If the radius of the circumcircle of the isosceles triangle ABC is equal to `AB(=AC),` then the angle A is equal to-

To solve the problem, we need to find the angle A of an isosceles triangle ABC where the radius of the circumcircle (R) is equal to the lengths of the equal sides (AB = AC). ### Step-by-Step Solution: 1. **Understanding the Triangle**: We have an isosceles triangle ABC where AB = AC = r (the circumradius).

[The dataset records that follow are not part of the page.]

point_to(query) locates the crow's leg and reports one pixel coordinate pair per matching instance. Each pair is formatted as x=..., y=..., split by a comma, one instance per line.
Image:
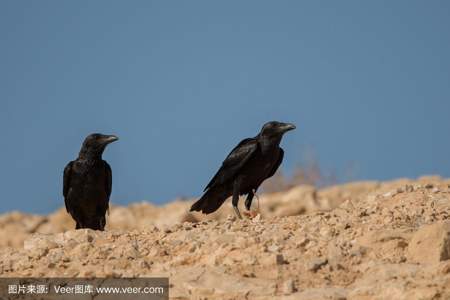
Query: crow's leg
x=248, y=201
x=235, y=201
x=256, y=196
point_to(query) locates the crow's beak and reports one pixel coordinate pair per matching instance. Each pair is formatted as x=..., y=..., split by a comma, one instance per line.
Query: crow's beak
x=287, y=127
x=110, y=138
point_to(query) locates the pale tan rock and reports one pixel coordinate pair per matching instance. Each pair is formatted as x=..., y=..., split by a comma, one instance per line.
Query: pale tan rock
x=356, y=243
x=430, y=244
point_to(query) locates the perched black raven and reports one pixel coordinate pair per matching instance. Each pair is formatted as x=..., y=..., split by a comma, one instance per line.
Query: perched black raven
x=251, y=162
x=87, y=183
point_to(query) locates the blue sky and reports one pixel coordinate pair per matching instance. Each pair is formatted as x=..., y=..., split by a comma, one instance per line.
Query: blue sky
x=181, y=82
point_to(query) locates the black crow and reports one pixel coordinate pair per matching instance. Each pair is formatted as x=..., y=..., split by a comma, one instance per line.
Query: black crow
x=87, y=183
x=251, y=162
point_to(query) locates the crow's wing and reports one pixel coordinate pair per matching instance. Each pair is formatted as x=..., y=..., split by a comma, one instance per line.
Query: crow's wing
x=234, y=162
x=278, y=163
x=66, y=183
x=108, y=183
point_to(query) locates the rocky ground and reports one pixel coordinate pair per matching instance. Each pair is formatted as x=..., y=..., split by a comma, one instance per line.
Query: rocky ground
x=366, y=240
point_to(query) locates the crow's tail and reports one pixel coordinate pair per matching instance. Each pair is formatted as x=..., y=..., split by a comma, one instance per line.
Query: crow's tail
x=211, y=200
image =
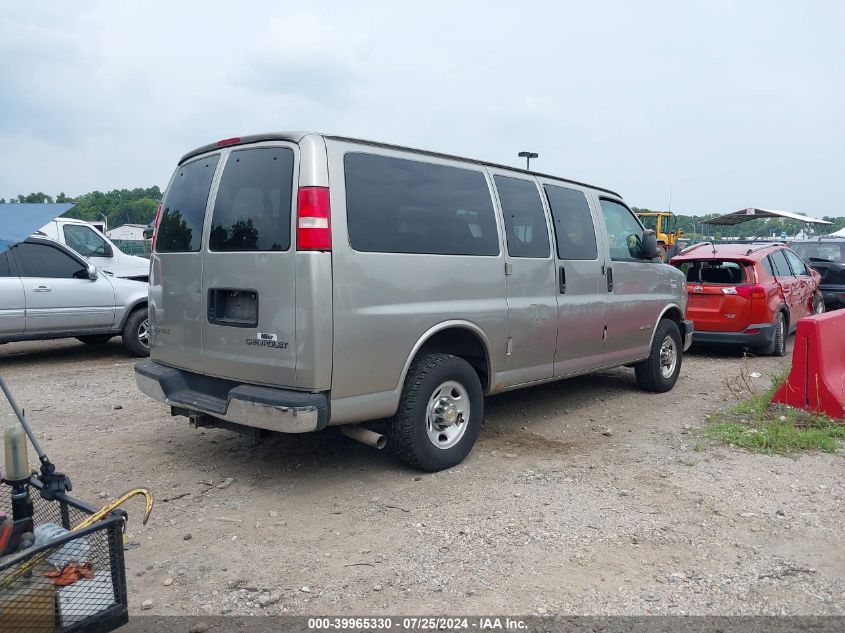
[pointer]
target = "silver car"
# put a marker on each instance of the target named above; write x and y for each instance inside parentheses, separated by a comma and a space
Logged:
(303, 280)
(48, 291)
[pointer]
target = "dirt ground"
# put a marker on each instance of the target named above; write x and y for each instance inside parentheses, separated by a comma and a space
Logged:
(582, 497)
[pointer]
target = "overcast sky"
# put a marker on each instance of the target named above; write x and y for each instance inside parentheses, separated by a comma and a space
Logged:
(733, 104)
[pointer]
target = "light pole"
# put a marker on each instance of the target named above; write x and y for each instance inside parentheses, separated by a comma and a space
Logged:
(528, 156)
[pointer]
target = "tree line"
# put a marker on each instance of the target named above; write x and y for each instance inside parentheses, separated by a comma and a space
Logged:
(138, 206)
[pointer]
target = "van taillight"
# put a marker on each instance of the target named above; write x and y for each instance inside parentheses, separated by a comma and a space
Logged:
(155, 228)
(751, 291)
(313, 220)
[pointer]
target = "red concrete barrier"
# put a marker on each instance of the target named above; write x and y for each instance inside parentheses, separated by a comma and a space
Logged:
(816, 381)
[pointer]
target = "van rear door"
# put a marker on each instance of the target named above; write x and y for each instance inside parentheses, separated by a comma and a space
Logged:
(249, 269)
(177, 307)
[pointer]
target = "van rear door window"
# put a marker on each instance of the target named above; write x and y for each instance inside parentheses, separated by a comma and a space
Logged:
(183, 209)
(253, 204)
(525, 220)
(395, 205)
(5, 269)
(574, 229)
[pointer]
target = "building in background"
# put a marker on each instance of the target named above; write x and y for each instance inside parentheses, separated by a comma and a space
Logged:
(127, 232)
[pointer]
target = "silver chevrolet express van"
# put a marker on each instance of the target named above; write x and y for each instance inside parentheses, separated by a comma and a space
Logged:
(303, 280)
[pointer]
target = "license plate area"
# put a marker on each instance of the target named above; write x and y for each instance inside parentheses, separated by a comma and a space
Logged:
(233, 307)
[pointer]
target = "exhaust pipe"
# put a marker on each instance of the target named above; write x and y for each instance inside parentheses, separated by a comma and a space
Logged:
(365, 436)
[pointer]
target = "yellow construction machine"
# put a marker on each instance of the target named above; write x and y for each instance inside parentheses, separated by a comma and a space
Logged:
(663, 223)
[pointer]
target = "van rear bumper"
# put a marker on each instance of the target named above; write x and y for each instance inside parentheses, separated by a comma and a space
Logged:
(273, 409)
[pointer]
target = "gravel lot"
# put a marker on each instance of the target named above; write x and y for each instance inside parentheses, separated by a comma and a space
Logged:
(582, 497)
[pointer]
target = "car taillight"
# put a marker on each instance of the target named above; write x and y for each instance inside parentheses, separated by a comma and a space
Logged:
(751, 291)
(155, 228)
(313, 220)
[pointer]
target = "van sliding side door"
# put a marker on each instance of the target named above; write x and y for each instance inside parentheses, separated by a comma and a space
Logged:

Let the lengths of the sides be: - AB = AC = r - BC = a (the base) 2. **Using the Sine Rule**: According to the sine rule in triangle ABC, we have: \[ \frac{a}{\sin A} = 2R \] Since R = r, we can rewrite it as: \[ \frac{a}{\sin A} = 2r \] 3. **Finding the Angles B and C**: Since the triangle is isosceles, angles B and C are equal. Let: \[ B = C = x \] Therefore, we have: \[ A + 2x = 180^\circ \quad \text{(sum of angles in a triangle)} \] This implies: \[ A = 180^\circ - 2x \] 4. **Using the Sine Rule for Angles B and C**: Applying the sine rule for angles B and C: \[ \frac{r}{\sin B} = 2R \quad \text{and} \quad \frac{r}{\sin C} = 2R \] Thus: \[ \frac{r}{\sin x} = 2r \] Simplifying gives: \[ \sin x = \frac{1}{2} \] 5. **Finding the Value of x**: The angle x for which \(\sin x = \frac{1}{2}\) is: \[ x = 30^\circ \] 6. **Finding Angle A**: Now substituting back to find angle A: \[ A = 180^\circ - 2x = 180^\circ - 2(30^\circ) = 180^\circ - 60^\circ = 120^\circ \] ### Conclusion: The angle A is equal to \(120^\circ\).